The reason this is bad long-term is that technical debt bends the rules of math:
Debt creates debt creates debt creates debt… Not only are individual code parts smelly, but the connections between them start to smell and it leaks into other parts. One hack becomes two hacks just to use the first hack. The very nature of technical debt is that it intertwines and couples code, creating ever-increasing inter-dependencies.
And features don’t exist in vacuum. You cannot make new features without fixing at least some technical debt to keep it from growing exponentially:
Or to put it another way, when you encounter unexpected technical debt that needs fixing:
An experienced programmer can spot the debt and will adjust their estimate accordingly. An inexperienced programmer won’t and will run over the estimate trying to make their code work. Worst yet, they won’t fix existing debt nor recognize their own debt. In short, your next feature will cost more.
The Cost of “Fixing it Later”
Sure, you can fix it later, it’s not that much. But “later” will arrive sooner than you think. And it will arrive suddenly and irreversibly. Let’s say we only fix the debt that is absolutely critical to making new features. You will see delivery times something like this:
A and B started off great, but their estimates and delivery times keep growing and growing. They assure you that they are working exactly as before. Not only that, they are occasionally fixing old code too. You are perplexed, but shrug it off as typical costs of increasing complexity.
C was doing so amazing, but they had to leave after the fourth feature. Perhaps someday you’ll find another one like them! At least you had their photo framed.
D seems to always have exactly the same estimate and delivery. In fact, he seems to suffer no increased delivery time symptoms that A and B have. He must be putting in extra hours or something.
Of course, we know exactly what’s going on:
A and B have a steadily growing debt. D is managing theirs at a near-constant level. C ran away when they saw the avalanche.
Suddenly D is the most efficient programmer and A and B just cannot get back to how they started. (It may not even be their fault with such tight deadlines.) This is the long-term price of technical debt.
As a side note: of course bad code is hardly the only reason for increasing deadlines.
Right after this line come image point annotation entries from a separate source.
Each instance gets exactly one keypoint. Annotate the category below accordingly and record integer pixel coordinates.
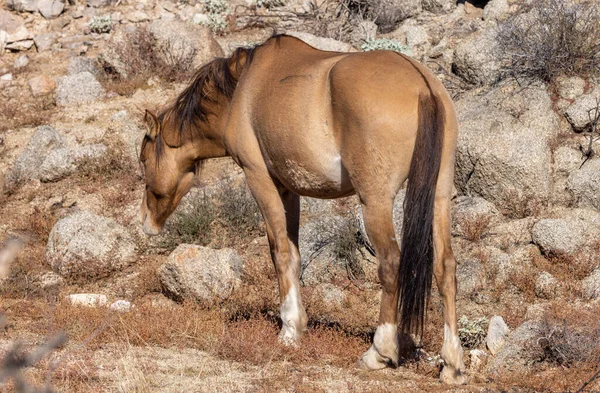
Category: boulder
(546, 286)
(476, 58)
(496, 335)
(560, 235)
(23, 5)
(502, 151)
(88, 299)
(51, 9)
(79, 89)
(591, 285)
(41, 85)
(43, 140)
(584, 184)
(201, 273)
(86, 246)
(439, 6)
(578, 114)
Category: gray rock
(578, 114)
(388, 13)
(44, 42)
(86, 246)
(98, 3)
(328, 44)
(58, 164)
(591, 285)
(476, 58)
(81, 64)
(79, 89)
(473, 211)
(88, 299)
(546, 286)
(41, 85)
(559, 236)
(496, 10)
(21, 62)
(502, 151)
(515, 352)
(584, 184)
(44, 140)
(201, 273)
(51, 8)
(121, 306)
(23, 5)
(497, 333)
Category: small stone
(497, 332)
(21, 62)
(44, 42)
(88, 299)
(51, 8)
(546, 286)
(478, 360)
(41, 85)
(121, 306)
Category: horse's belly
(319, 180)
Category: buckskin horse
(300, 121)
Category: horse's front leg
(281, 211)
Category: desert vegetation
(196, 308)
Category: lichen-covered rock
(559, 236)
(86, 246)
(584, 184)
(201, 273)
(496, 336)
(79, 89)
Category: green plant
(472, 333)
(101, 24)
(385, 44)
(550, 38)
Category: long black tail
(417, 253)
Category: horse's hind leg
(377, 214)
(281, 211)
(444, 269)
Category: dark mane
(187, 110)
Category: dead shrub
(549, 38)
(143, 58)
(474, 227)
(238, 214)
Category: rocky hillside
(196, 308)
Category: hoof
(372, 360)
(452, 376)
(289, 336)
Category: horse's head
(169, 166)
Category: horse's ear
(152, 124)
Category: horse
(305, 122)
But it’s the biggest reason when it comes to sudden and hard-to-explain delays. Ideally, the feature estimates already include modifying and connecting to the existing code.
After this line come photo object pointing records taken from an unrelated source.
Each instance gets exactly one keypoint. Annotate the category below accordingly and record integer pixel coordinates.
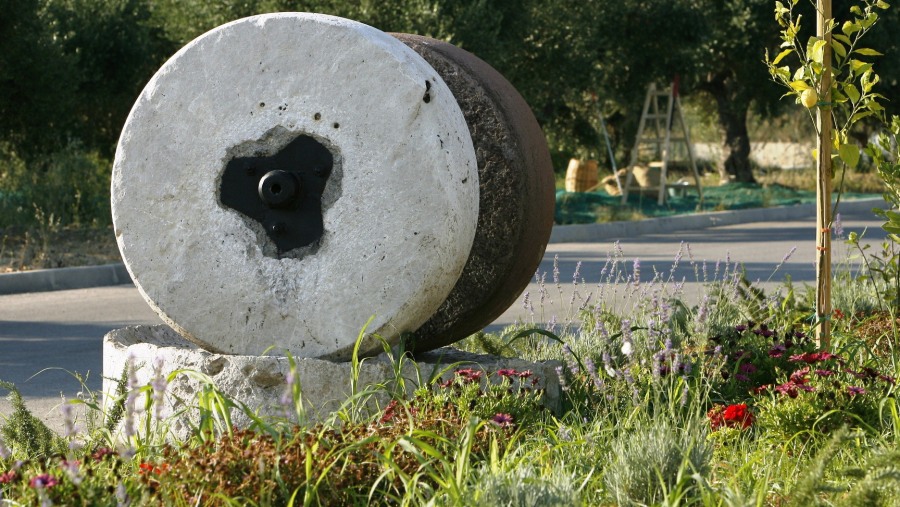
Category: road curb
(43, 280)
(619, 230)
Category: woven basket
(581, 175)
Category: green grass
(720, 401)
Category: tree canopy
(70, 69)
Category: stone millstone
(517, 188)
(398, 210)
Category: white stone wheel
(244, 106)
(517, 194)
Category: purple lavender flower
(592, 372)
(703, 310)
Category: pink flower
(503, 420)
(43, 481)
(777, 351)
(812, 357)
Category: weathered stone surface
(259, 382)
(399, 210)
(517, 189)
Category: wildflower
(703, 310)
(43, 481)
(738, 415)
(812, 357)
(748, 368)
(732, 416)
(122, 499)
(799, 376)
(502, 420)
(102, 453)
(778, 350)
(72, 469)
(761, 389)
(627, 346)
(469, 375)
(607, 364)
(788, 388)
(592, 372)
(526, 303)
(562, 379)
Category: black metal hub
(282, 192)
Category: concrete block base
(260, 382)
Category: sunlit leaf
(781, 56)
(851, 92)
(849, 154)
(850, 27)
(838, 48)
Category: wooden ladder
(655, 131)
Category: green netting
(599, 206)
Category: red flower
(733, 416)
(43, 481)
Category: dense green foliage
(70, 70)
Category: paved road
(45, 336)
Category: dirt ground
(33, 248)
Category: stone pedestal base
(259, 382)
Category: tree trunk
(732, 107)
(735, 162)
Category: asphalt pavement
(50, 342)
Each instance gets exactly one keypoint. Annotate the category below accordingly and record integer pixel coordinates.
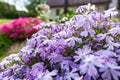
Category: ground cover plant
(20, 28)
(85, 48)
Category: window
(57, 12)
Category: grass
(4, 21)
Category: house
(115, 3)
(57, 6)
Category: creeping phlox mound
(85, 48)
(20, 28)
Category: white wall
(113, 4)
(100, 7)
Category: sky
(19, 4)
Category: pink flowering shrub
(85, 48)
(20, 28)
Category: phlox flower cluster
(85, 48)
(20, 28)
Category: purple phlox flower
(106, 53)
(88, 65)
(100, 37)
(81, 9)
(79, 78)
(110, 12)
(54, 58)
(50, 43)
(72, 41)
(81, 53)
(6, 73)
(111, 45)
(86, 32)
(55, 28)
(110, 71)
(47, 75)
(80, 20)
(95, 16)
(105, 37)
(36, 68)
(66, 64)
(11, 58)
(114, 30)
(71, 75)
(60, 35)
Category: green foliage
(4, 21)
(5, 43)
(7, 11)
(69, 15)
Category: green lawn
(4, 21)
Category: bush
(85, 48)
(5, 42)
(20, 28)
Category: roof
(60, 3)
There is one “upside” to technical debt though: code can only get so bad before it no longer matters:
At some point, you can just delete it all and redo, as that’s going to be faster. Hopefully, without repeating the same mistakes.
Secondly, not all technical debt is equal in scope versus time. 80/20 rule can probably be applied to this. 80% of time would be spent fixing 20% of the debt:
So you can deliberately choose to not fix the last 20%. A sufficiently modular and independent code can survive with moderate debt without affecting the rest of the codebase.
Finally, it takes longer to fix someone else’s debt than your own. At least, you yourself know what you hacked together. Can you tell with any confidence what someone else hacked up?
To sum up
Beware short estimates, because they can carry new technical debt. Beware short estimates, because they likely don’t account for existing technical debt.
Get ahead of the programmer. Expect unclean code. Features are only half the work; prepare for the other half.
P. S. I hope to also write up a generic “Preventing Technical Debt” post in the future.